SQL Custom Transformer

The SQL Custom Transformer executes a SQL transformation provided by the user.This transformer can be very useful whenever the user wants to perform SQL-based transformations that are not natively supported by the lakehouse engine transformers.

The transformer receives the SQL query to be executed. This can read from any table or view from the catalog, or any dataframe registered as a temp view.

To register a dataframe as a temp view you can use the "temp_view" config in the input_specs, as shown below.

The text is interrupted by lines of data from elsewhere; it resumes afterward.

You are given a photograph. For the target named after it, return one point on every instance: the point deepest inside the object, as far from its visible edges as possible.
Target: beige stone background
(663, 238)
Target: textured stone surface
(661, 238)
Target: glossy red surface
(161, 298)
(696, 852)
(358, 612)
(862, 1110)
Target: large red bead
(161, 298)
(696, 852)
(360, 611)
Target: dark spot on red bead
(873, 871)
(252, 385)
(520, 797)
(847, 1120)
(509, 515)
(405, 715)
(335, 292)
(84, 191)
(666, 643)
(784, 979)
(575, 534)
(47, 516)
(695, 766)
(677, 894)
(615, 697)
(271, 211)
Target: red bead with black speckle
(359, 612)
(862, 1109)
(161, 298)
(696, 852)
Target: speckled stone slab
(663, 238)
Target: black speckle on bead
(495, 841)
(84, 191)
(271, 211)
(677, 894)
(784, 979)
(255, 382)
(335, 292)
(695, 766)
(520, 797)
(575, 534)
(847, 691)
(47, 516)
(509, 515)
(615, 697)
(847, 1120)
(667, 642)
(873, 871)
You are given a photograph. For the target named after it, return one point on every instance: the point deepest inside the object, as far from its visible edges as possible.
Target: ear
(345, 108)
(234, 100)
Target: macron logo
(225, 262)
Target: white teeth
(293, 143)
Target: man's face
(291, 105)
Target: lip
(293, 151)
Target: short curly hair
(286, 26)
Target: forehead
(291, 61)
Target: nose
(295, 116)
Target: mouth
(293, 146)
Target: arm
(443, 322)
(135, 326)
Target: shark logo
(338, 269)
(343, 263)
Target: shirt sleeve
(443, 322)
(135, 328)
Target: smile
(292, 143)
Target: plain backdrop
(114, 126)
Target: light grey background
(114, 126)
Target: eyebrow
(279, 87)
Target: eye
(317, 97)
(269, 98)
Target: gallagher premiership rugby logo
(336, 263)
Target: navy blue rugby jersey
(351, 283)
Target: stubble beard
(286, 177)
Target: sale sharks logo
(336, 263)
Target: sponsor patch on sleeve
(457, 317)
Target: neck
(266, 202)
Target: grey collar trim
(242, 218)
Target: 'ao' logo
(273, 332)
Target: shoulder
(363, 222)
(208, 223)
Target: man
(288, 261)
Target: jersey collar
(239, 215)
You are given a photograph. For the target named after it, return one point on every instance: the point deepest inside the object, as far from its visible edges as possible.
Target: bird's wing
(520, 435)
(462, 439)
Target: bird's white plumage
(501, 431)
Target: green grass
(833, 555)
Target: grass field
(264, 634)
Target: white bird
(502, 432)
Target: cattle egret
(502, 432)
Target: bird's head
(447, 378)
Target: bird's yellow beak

from lakehouse_engine.engine import load_data

acon = {
    "input_specs": [
        {
            "spec_id": "sales_source",
            "read_type": "batch",
            "data_format": "csv",
            "options": {"mode": "FAILFAST", "header": True, "delimiter": "|"},
            "schema_path": "file:///app/tests/lakehouse/in/feature/"
            "data_loader_custom_transformer/sql_transformation/"
            "source_schema.json",
            "location": "file:///app/tests/lakehouse/in/feature/"
            "data_loader_custom_transformer/sql_transformation/data",
            "temp_view": "sales_sql",
        }
    ],
    "transform_specs": [
        {
            "spec_id": "calculated_kpi",
            "input_id": "sales_source",
            "transformers": [
                {
                    "function": "sql_transformation",
                    "args": {"sql": SQL},
                }
            ],
        }
    ],
    "output_specs": [
        {
            "spec_id": "sales_bronze",
            "input_id": "calculated_kpi",
            "write_type": "overwrite",
            "data_format": "delta",
            "location": "file:///app/tests/lakehouse/out/feature/"
            "data_loader_custom_transformer/sql_transformation/data",
        }
    ],
}

load_data(acon=acon)